OpenHydroQual is an open-source, agile, and expandable component-based tool for developing and optimizing a wide range of models representing water systems. Some examples of models that can be constructed include reservoir operation, rainfall-runoff models, stormwater management, flow and transport in soil and groundwater, pipe networks, water quality models in surface, subsurface, or both, and integrated urban water management.
Within the OpenHydroQual framework, water system models are depicted as a network of interconnected blocks and links. These models compute balance equations for various state variables within the blocks, facilitating the exchange of water, materials, or energy through the connecting links. State variables may include aspects such as water storage levels, chemical concentrations, energy, cumulative costs, and other variables specified by the user. The key equations governing the exchange of water, materials, or energy are stored in external JSON files, allowing users to modify or supplement them as required.
OpenHydroQual enables users to create custom components through plugins, which can be endowed with unique properties defined by the user. These properties influence how state variables are exchanged between blocks, offering flexibility for users to add specific components required for their modeling projects. Users can then incorporate these tailored components into their models. These plugins are defined as JSON files.

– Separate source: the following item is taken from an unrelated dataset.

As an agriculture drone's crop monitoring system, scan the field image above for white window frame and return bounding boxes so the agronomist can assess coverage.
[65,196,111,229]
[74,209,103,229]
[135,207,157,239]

The elements of a model within OpenHydroQual encompass blocks, links, sources, chemical constituents, parameters, and objective functions. Sources act as generators of state variables such as water, materials, or any other user-defined variables. The chemical constituent feature permits the inclusion of an infinite array of chemical elements into models, alongside a reaction network characterized by non-linear reaction rate formulas and stoichiometric constants that dictate the behavior of these constituents. Parameters are quantities with initially unknown values that can be ascertained through optimization techniques or inverse modeling. Objective functions are quantities designed to be optimized through the modification of parameter values.